Figures from the Swedish Sports Council show that the most common sports practiced in organized forms by girls are soccer, equestrian sports, and floorball. For boys, they are soccer, floorball, and ice hockey (Swedish Sports Council 2005). As expected, soccer accounted for the greatest number of fractures in both sexes. Soccer-related injuries increased over a 10-year period, in both boys and girls, most likely due to an increased participation in organized soccer.
The differences between sexes in the distribution of fractures related to equestrian sports and ice hockey were in accordance with the sex-related distribution of participants. We were unable to identify any organized sport that was associated with a disproportionally high number of fracture events.
One limitation of the study is that it involved one center only, so our interpretation of the results only applies to this study population.

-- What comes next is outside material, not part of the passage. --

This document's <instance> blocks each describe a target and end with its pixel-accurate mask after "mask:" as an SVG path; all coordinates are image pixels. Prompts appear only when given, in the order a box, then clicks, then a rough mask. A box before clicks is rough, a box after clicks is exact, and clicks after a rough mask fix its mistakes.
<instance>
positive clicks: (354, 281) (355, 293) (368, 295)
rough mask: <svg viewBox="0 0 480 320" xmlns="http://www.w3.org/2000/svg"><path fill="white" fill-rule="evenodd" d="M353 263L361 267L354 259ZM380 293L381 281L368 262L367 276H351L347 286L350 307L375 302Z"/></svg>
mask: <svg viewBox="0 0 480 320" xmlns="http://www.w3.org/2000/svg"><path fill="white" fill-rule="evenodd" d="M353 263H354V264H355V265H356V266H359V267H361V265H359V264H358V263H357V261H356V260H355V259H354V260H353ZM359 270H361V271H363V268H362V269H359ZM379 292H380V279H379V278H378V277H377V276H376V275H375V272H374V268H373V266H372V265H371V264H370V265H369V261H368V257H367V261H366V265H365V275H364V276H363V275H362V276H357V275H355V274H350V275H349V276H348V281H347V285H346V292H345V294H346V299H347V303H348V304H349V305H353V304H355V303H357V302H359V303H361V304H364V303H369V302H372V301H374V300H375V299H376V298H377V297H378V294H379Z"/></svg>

This study shows that fractures are common in children in Umeå, with one-third of all children sustaining at least one fracture before the age of 17 years. There was an increase in incidence among children and adolescents between 1998 and 2007. We were unable to identify a single activity or mechanism of injury responsible for this increase, and unfortunately this makes it difficult to suggest implementation of any specific preventive measures. Mechanisms and activities at injury vary with age; this reflects the development of social and motor skills and the changing activities of children as they grow older. The fracture pattern is also affected by changes in the mechanical properties of bone during growth, length of day, climate, trends in leisure activities, and even local holidays.
EMH validated and analyzed the data and performed the revision of fracture localization. EMH, OS, PM, and UB all discussed the analysis and participated in writing the manuscript. All authors approved the final version.
We thank the staff of the emergency department and injury surveillance group at UUH for their work in compiling and maintaining the database, and Magnus Hellström in particular for his help in extracting and organizing the data. Thanks also to Hans Stenlund for his advice concerning the statistical analysis.